Fig. 5: A compositional data meta-analysis of oligo- and pauci-mannose N-glycans in cancer.
From: Compositional data analysis enables statistical rigor in comparative glycomics

Both full structures (a, b) and motifs (c, d) are consistently dysregulated across cancer types in a fixed-effects meta-analysis of CLR-transformed relative abundances (using the get_meta_analysis function within glycowork, version 1.3), using a single two-tailed t-test of the combined effect size. Adding an informed-scale model based on the ion intensities (b, d) improves analytical sensitivity and reveals an absolute increase of most considered structures and motifs in cancer. Total n = 194 and combined effect sizes are shown as Cohen’s d. All results can be found in Supplementary Data 11–14. A pairwise analysis of CLR-transformed data from healthy samples and cancer tissues reveals structures of moderate predictiveness (e; AUC = 0.69), which is substantially improved by the informed-scale model (f; AUC = 0.81).
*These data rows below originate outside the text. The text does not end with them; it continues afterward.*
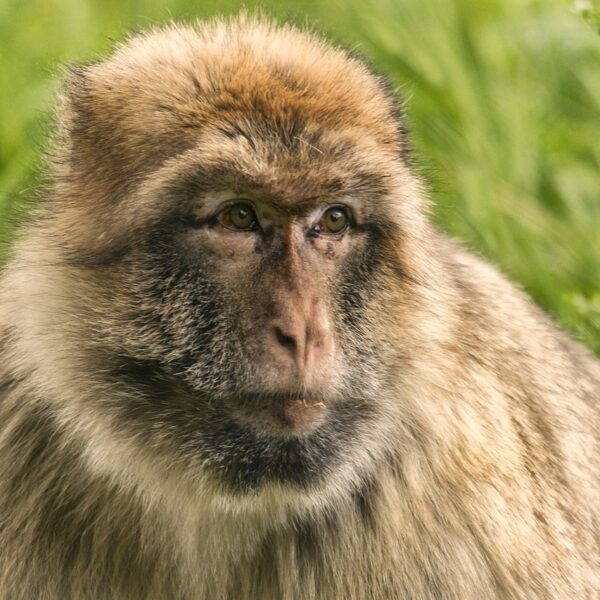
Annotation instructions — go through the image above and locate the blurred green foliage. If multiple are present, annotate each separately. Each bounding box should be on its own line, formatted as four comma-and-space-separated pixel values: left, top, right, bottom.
0, 0, 600, 353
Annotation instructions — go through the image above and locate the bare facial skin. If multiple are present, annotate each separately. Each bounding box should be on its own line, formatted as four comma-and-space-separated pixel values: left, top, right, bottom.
0, 17, 600, 600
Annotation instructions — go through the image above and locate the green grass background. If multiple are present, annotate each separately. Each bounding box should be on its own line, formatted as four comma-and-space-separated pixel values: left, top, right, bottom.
0, 0, 600, 353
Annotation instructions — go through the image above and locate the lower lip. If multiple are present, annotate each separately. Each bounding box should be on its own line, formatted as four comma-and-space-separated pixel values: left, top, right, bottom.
230, 399, 327, 436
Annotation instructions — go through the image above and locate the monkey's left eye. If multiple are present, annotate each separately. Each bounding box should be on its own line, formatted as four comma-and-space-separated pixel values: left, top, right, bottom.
218, 202, 258, 231
315, 206, 350, 235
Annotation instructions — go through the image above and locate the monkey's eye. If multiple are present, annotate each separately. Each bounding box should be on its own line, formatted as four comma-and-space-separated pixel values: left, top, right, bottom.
218, 202, 258, 231
315, 206, 350, 235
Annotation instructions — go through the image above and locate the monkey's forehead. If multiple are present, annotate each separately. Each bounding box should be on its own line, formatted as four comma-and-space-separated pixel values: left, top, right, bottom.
66, 17, 402, 159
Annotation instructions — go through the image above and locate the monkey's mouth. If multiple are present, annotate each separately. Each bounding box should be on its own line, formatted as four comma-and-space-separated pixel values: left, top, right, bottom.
226, 393, 327, 436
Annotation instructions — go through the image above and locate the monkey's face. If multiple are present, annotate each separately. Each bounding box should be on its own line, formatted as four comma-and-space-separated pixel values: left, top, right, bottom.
104, 134, 412, 489
54, 27, 421, 490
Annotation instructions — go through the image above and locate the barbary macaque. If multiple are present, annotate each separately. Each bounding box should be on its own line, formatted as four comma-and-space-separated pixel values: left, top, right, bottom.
0, 16, 600, 600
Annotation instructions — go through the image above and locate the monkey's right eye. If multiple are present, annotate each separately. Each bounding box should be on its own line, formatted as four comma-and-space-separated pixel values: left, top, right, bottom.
218, 202, 258, 231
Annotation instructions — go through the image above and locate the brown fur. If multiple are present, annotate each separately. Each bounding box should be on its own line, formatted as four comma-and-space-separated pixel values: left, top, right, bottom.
0, 18, 600, 600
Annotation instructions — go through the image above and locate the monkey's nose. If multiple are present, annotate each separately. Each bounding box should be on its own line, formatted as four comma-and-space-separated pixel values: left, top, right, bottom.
271, 314, 331, 378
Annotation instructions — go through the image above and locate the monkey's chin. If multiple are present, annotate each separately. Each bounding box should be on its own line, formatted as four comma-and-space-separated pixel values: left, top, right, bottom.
228, 394, 327, 437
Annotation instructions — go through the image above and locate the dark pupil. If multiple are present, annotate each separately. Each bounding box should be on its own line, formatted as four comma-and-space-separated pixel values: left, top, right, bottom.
231, 206, 252, 228
327, 210, 345, 230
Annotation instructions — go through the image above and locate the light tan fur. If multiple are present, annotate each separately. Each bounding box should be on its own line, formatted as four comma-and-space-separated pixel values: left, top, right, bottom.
0, 17, 600, 600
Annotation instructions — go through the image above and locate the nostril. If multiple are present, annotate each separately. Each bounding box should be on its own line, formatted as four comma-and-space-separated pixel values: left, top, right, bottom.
275, 327, 296, 350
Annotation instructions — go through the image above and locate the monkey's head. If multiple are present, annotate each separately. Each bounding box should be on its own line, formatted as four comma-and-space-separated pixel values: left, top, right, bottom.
40, 19, 440, 506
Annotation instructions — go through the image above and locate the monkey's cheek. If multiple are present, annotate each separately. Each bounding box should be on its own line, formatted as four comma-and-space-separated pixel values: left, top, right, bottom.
230, 399, 328, 437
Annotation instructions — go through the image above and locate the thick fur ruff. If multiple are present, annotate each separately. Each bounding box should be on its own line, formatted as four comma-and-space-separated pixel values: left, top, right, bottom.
0, 17, 600, 600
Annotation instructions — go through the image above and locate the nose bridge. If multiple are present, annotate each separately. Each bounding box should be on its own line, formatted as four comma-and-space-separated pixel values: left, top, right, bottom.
269, 227, 330, 377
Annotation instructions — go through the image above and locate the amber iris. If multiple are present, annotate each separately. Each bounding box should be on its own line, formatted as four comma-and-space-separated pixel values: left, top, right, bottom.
219, 202, 258, 231
319, 206, 350, 234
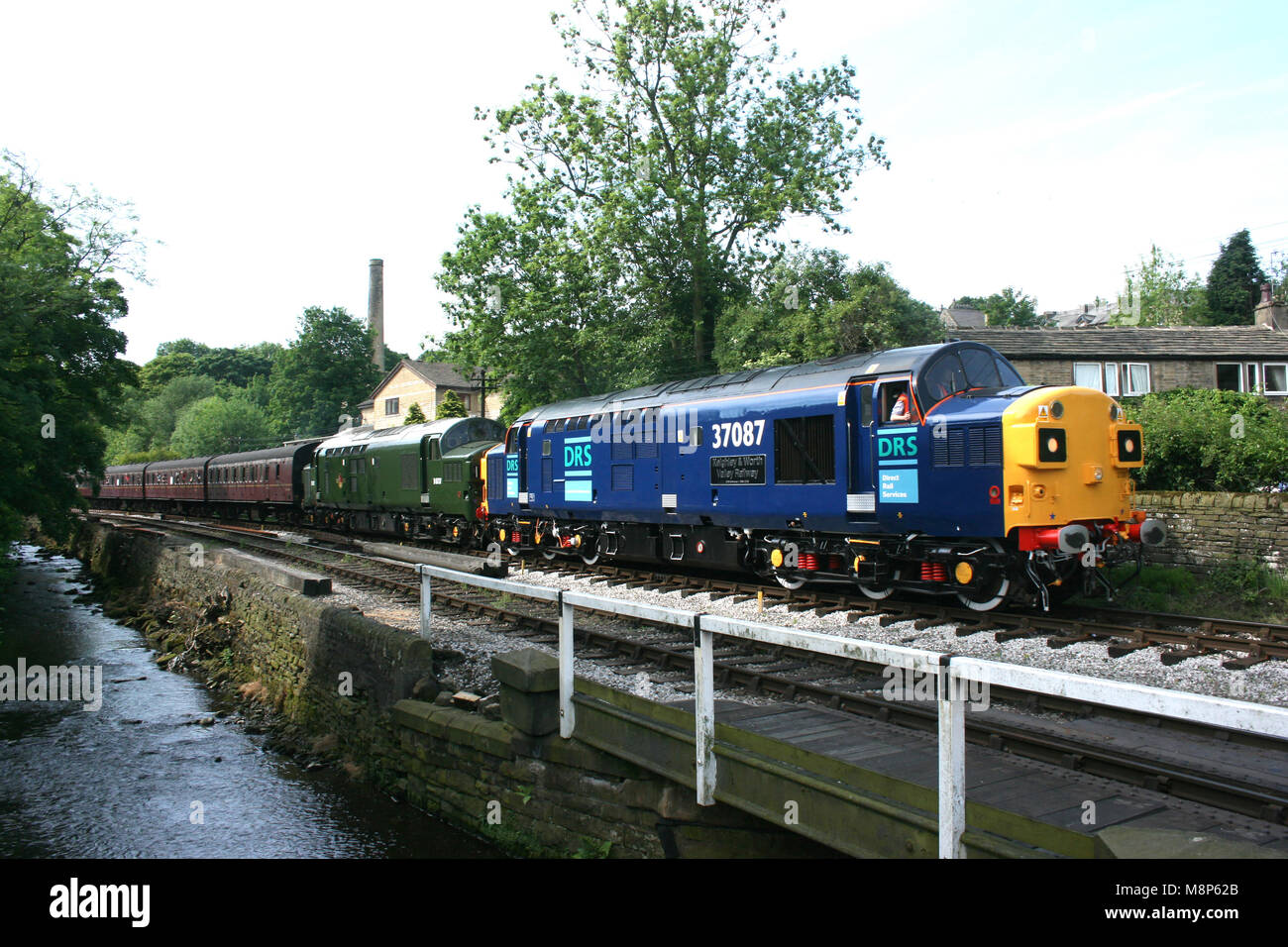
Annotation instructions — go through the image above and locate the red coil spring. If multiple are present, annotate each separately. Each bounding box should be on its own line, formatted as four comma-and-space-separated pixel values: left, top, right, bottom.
921, 562, 948, 582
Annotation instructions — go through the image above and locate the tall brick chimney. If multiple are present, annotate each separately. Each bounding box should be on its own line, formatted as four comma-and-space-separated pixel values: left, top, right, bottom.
368, 261, 385, 371
1256, 282, 1288, 331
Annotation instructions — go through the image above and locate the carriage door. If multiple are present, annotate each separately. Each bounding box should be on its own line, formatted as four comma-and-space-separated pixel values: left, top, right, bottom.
845, 378, 876, 522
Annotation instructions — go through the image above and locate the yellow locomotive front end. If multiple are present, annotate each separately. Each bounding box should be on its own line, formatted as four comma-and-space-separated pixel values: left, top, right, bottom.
1002, 385, 1167, 604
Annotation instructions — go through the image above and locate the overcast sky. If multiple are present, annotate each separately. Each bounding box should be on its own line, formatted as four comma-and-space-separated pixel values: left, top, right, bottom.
0, 0, 1288, 362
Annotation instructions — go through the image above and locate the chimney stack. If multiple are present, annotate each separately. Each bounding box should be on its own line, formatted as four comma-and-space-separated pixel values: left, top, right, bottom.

ROC curves were analyzed and generated with the get_roc function (glycowork, version 1.3). g In a pan-cancer analysis of oligo- and pauci-mannose N-glycans, cancer samples exhibited a significantly greater alpha diversity of these structures (p = 0.002), measured as the number of expressed unique structures per sample, calculated with the get_biodiversity function (glycowork, version 1.3), using a single two-tailed Welch’s t-test. h Correlating CLR-transformed N-glycomics and O-glycomics data from the same prostate cancer patients in different stages reveals substantial cross-class regulation. Only significant correlations, derived from the get_SparCC function (glycowork, version 1.3), are shown as Spearman’s rho, with everything else set to zero. **p < 0.01. Source data are provided as a Source Data file.